Posted on • Updated on • Originally published at blog.fortrabbit.com

On upcoming PHP deadlines

The end is near! Only little time until the end of life! At least for PHP 5.6 and PHP 7.0. Why update? Why is there so much old PHP out there? How to establish an up-to-date mindset.

Why upgrade to PHP 7.2 anyway?

It's about time. "PHP 5.6" is the last 5 version around and there will be no security patches from December 2018 on. Any new vulnerabilities will not get fixed any more. The same applies to the initial PHP 7 release, version 7.0. It was released in December 2015. The current version is PHP 7.2 and PHP 7.3 is approaching next.

php deadlines approaching

See the officially supported PHP versions and there lifespans here.

How much old PHP is still around?

php usage according to w3techs

As of September 2018: PHP 5 is still the most used version of PHP. According on who you are asking, you will get different answers:

  • ~80% old PHP according to W3Techs (PHP 7 also includes the deprecated PHP 7.0)
  • ~66% old PHP according to WordPress
  • ~21% old PHP according to Composer

Why the differences?
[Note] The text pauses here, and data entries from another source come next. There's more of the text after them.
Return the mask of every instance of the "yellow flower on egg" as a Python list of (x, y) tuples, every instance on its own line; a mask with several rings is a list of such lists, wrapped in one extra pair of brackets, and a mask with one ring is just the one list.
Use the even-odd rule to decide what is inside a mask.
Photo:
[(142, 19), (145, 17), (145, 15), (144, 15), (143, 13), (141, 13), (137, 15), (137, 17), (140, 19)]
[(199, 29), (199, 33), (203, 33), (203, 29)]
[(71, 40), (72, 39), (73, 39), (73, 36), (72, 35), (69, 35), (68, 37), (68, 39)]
Well, I believe W3Tech is just crawling the web sniffing the X-Powered-By header to get the version in use today. That includes all the public IPs with all the neglected websites out there. As this gives potential hackers information about the PHP version, it's common practice to suppress or fake this header, so maybe take this number with an extra grain of salt. WordPress is luckily a little ahead, as it is an active community of "web designers", with a big stake in the United States. And of course, Jordi with Composer is ahead, as those PHPeople are mostly "web developers" who care more about such things.

Who is to blame for all the old PHP?

We started fortrabbit, around 5 years ago, because we were thrilled by the new PHProfessionality. Composer, Laravel — for us PHP really made the switch to a modern programming language. Still PHP has a bad rep for being the Pretty Home Pages language — and that is also still true. PHP was and still is (beside JavaScript) the first web native language to pick to create home pages. And many of those websites are still around. It's all those tiny businesses and their semi professional web designers. When you receive $200 to build a website for a restaurant, you are not likely to maintain it for the next 10 years.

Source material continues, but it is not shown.